The Graham-Cassidy Bill Will Cost People with Diabetes Money
JDRF and the ADA have come out against this newest effort to repeal Obamacare. Here’s an overview of the bill.
So … there’s another effort to repeal the Affordable Care Act (Obamacare) underway. Republican lawmakers are trying to pass something known as the Graham-Cassidy bill.
If the GOP wants to repeal Obamacare, they need to do it by September 30th under the complex legislative rule system that few people outside of Congress understand.
The basic gist of the bill is that it ends Obamacare subsidies, Obamacare Medicaid expansion, and takes federal Medicaid funding and gives it to the states as block grants. More on this later.
Here are some ways the bill will affect people with diabetes:
As with some of the other proposed Obamacare repeal bills, it will give states the flexibility to allow insurance companies to charge more for those with preexisting conditions. The Center for American Progress, a left-leaning think tank, used Medicare and Medicaid data to estimate that people with diabetes (without complications) could face a new premium of $5,600 annually under this provision.
Caveat – that’s just one estimate, and from a foe of the bill, but still….

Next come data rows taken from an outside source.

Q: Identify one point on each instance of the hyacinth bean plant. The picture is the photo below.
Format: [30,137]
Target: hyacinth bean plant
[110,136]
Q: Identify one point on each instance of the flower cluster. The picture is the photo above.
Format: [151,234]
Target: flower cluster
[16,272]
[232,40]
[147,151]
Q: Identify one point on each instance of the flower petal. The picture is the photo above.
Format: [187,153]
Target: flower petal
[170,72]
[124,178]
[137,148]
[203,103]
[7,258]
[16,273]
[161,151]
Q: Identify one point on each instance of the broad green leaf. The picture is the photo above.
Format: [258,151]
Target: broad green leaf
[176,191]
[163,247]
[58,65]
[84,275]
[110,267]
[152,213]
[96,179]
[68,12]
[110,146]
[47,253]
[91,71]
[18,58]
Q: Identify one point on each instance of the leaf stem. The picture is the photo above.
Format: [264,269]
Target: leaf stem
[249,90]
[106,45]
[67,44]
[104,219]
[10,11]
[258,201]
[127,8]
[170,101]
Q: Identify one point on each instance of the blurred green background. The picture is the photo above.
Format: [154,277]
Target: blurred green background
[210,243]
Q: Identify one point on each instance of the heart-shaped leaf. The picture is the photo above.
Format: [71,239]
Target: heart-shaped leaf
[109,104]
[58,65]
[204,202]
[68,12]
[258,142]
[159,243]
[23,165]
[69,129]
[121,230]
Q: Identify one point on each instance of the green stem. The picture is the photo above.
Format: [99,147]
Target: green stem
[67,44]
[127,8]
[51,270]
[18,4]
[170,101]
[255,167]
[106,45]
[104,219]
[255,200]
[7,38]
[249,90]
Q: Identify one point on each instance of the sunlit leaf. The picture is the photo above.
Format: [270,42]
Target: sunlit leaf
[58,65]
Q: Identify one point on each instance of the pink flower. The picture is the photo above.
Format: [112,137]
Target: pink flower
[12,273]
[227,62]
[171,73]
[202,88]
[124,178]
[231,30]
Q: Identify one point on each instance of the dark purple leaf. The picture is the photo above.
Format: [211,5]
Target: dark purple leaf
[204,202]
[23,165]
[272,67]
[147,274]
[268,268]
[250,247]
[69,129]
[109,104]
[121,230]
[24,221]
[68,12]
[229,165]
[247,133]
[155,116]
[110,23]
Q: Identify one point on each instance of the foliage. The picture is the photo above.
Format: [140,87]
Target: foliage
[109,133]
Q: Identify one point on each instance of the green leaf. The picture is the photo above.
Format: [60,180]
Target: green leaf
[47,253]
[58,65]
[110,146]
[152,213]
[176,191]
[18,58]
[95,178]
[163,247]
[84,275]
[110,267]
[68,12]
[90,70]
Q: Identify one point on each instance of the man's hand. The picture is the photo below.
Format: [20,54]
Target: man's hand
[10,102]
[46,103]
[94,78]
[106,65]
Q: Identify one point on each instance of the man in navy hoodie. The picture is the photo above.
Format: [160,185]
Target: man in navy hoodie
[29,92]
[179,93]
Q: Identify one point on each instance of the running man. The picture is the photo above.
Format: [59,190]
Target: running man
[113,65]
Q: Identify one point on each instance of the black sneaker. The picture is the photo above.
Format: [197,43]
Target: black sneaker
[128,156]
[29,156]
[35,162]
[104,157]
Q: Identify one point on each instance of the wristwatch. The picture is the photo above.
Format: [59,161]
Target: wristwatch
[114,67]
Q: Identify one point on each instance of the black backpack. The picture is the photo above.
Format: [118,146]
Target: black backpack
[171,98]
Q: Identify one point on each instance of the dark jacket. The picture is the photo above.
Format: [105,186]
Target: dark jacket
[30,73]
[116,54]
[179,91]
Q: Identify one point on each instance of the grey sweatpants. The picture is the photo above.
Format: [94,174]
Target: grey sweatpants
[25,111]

Wait, there’s more! The bill, if enacted, would repeal the individual mandate for health insurance and allow more people to opt for cheaper, catastrophic coverage insurance plans. This may be good for those who don’t use health care much, but it’s likely to drive up prices for those who need good insurance plans.
Oh, and it would allow states to loosen rules on the essential health benefits that insurance plans would have to offer. You know, things like drug coverage and specialist visits.
It would, however, repeal the medical device tax, which would be good for pump and CGM users. So there’s that.
The bill would also cap funding on Medicaid and give the money to the states as block grants. In the past, when federal funds have been given back to the states to use, as with tobacco settlement money and welfare reform money, some states used that money for some questionable purposes that were unconnected to the original intent of the funding.
Also, that funding would end by 2027. What happens then? No one knows exactly.
Both JDRF and the American Diabetes Association have come out against the bill. In a joint statement with 14 other patient and provider advocacy groups, they stated that Graham-Cassidy “fails to provide Americans with what they need to maintain their health.”
In the Senate, Republicans need to be unified on this bill for it to pass, and they have just two votes to spare. A small group of Republican senators have opposed the previous Obamacare bills this year, but so far only Senator Rand Paul of Kentucky has said he’d vote against it…for not going far enough.